CHAN was able to use its BusinessObjects implementation to build BI reports that providers can access at the beginning of the day to see which patients with important conditions will be coming into the office. The reports also include information on the health status of these patients.
"We're able to get the timely information when we need it," Arquette said.
But getting to this point took a lot of work. Kevin Fournier, a consultant at DataSense Solutions who worked on the BusinessObjects implementation with CHAN, said the organization initially did all its reporting with Crystal Reports. But as the needs of CHAN's members grew, it became apparent that a more robust analytic technology was needed.
The biggest challenge of the project, Fournier said, was creating the analytical logic that identifies patients based on their condition.

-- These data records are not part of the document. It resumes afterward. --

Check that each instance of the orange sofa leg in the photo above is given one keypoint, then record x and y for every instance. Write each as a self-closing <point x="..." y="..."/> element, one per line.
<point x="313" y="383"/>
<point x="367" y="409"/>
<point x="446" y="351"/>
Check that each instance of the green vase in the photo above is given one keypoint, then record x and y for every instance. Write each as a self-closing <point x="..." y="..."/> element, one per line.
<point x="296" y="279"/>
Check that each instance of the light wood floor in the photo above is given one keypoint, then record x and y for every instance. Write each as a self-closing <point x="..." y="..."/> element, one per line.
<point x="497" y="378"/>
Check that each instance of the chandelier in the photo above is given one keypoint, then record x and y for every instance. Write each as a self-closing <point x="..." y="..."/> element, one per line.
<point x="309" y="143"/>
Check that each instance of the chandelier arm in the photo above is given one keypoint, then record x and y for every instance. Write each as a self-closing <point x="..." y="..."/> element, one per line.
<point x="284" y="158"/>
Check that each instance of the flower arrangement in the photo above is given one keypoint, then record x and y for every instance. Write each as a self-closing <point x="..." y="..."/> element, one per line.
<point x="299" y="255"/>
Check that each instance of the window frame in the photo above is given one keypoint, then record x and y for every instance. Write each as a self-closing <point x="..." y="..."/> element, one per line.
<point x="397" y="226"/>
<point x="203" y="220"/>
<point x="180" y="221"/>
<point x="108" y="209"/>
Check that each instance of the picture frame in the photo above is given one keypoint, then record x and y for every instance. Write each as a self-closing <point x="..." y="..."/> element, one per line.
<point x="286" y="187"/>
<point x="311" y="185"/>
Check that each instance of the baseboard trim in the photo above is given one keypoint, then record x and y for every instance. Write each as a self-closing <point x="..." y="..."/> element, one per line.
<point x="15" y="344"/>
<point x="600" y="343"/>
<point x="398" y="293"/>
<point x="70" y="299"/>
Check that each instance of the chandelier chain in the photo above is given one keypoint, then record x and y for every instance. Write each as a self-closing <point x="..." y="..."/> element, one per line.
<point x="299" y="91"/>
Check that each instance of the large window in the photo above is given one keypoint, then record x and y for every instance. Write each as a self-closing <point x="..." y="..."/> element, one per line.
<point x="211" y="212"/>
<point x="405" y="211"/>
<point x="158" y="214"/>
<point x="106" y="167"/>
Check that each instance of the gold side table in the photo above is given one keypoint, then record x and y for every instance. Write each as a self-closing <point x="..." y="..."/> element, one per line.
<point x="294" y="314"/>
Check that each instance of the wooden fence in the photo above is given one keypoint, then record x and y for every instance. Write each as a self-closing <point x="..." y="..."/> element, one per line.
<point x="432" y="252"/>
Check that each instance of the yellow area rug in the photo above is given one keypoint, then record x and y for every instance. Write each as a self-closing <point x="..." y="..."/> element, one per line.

Providers may ask for a report including information on all diabetic patients with appointments on a given day, but there is no standardized field in electronic health records -- the standard document for recording patient information -- that identifies patients based on disease state. This information may be inferred based on blood test scores or notes in free-text fields. Fournier's team had to write a significant amount of code to pull together all this information from patient records to group individuals based on disease state.
"That logic is fairly complex and coding it into the data warehouse was probably the greatest challenge," Fournier said.
Today, CHAN still uses the original Crystal Reports implementation to create some BI reports and move them into the new BusinessObjects environment. Others are created with SAP's Web intelligence tool, which enables users to create self-service BI reports.
Kirstin Platte, CHAN's executive director, said the pressure placed on the network's FQHCs to improve quality was what pushed the organization to implement the SAP data warehouse and BI reports. It's a trend that could play out across the healthcare system as public and private payers push providers to accept reimbursements based on quality, which demands a data-driven approach. Platte said this kind of approach was a key element of CHAN's plans.
"There was so much push for quality improvement, but before you do quality improvement, you have to have the data," she said.